[<prev] [next>] [<thread-prev] [thread-next>] [day] [month] [year] [list]
Message-ID: <AANLkTimJgAkMOEg2kfTbZG0nf1wm6Spd=pV0hYqmQ3c9@mail.gmail.com>
Date: Wed, 13 Oct 2010 11:26:06 +0800
From: Lin Ming <lin@...g.vg>
To: Dave Chinner <david@...morbit.com>
Cc: linux-fsdevel@...r.kernel.org, linux-kernel@...r.kernel.org
Subject: Re: [PATCH 11/18] fs: split locking of inode writeback and LRU lists
On Wed, Oct 13, 2010 at 8:15 AM, Dave Chinner <david@...morbit.com> wrote:
> From: Dave Chinner <dchinner@...hat.com>
>
> Given that the inode LRU and IO lists are split apart, they do not
> need to be protected by the same lock.

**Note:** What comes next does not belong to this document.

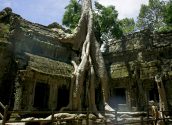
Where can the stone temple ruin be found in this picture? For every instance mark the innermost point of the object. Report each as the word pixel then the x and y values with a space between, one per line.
pixel 35 68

So in preparation for removal
> of the inode_lock, add new locks for them. The writeback lists are
> only ever accessed in the context of a bdi, so add a per-BDI lock to
> protect manipulations of these lists.
>
> For the inode LRU, introduce a simple global lock to protect it.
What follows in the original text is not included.